This is a grain-free recipe for a CAKE! I decided to experiment a little with a couple of different recipes and create my very own version. I made this for my husband's birthday cake -- No, he isn't grain-free, but I am and our older son is gluten-free and dairy-free so I wanted something we could all eat. Please note that this cake is just as good "stand-alone" without the glaze - that is actually how my little 3 year old preferred it. It is super moist (just like my Grandma's was). I hope you enjoy it!
4 eggs separated (separate them cold and then allow to sit/get to room temperature)2 Tbsp lemon zest from 3 medium lemons
1/2 teaspoon vanilla extract
1 cup raw coconut sugar, divided 3/4 cup and 1/4 cup (maple sugar can be used, but cut amount in half)
1 1/2 cups fine ground almond flour OR blanched almond flour
1 teaspoon baking powder
1 teaspoon raw apple cider vinegar
1/8 teaspoon of salt
1/4 cup powdered coconut sugar:
--add 1/4 tablespoon of arrowroot powder to the sugar in a Vitamix or powerful blender. Cover tightly and blend until powdery and pale brown. Allow the container to sit for a few minutes to settle. DO NOT open too soon or you will have a house full-o-sugar! NOTE: feel free to double this recipe or even more - you can store this powdered sugar in an airtight container in your pantry for future use!
1 tablespoon fresh-squeezed lemon juice
Preheat the oven to 350°F
Line bottom of a 9-inch springform pan with parchment paper. Grease bottom and sides with butter or coconut oil.
In a bowl, using a wooden spoon or rubber spatula, beat together egg yolks, lemon zest, vanilla and 3/4 cup coconut sugar until well-blended.
In a large bowl, whisk almond flour and baking powder. Add egg yolk mixture to the flour mixture and beat until blended and smooth.
Using an electric mixer, beat the egg whites. When bubbles form, add salt and the apple cider vinegar. As egg whites increase in volume, add 1/4 cup remaining coconut sugar gradually. Turn off mixer when soft peaks form.

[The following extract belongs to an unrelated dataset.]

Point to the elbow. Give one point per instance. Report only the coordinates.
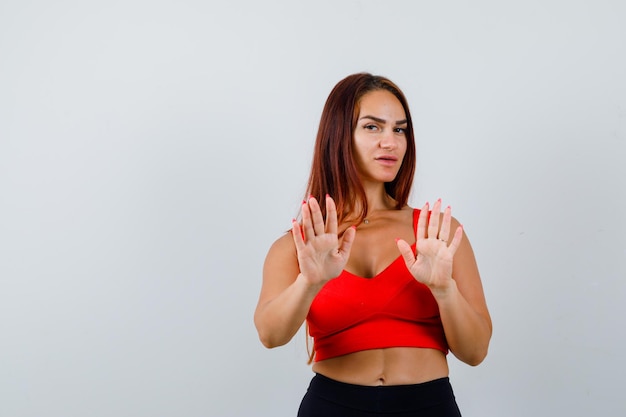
(472, 357)
(476, 359)
(266, 335)
(268, 341)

About a cup at a time, fold beaten egg whites into the almond batter mixture.
Gently scoop the finished batter into the springform pan and put into the oven on middle rack. Bake for 35 minutes and then remove cake from oven and allow to cool. If the cake hasn't separated from the side of pan, run a sharp knife around the edge of the pan. Release the springform pan sides. Move the cake on the parchment to a cake plate or platter.
For glaze: simply combine the powdered coconut sugar and lemon juice together using a wire whisk until smooth. Drizzle/pour over top of cake starting in the center (or however you'd like to!). Cut and serve!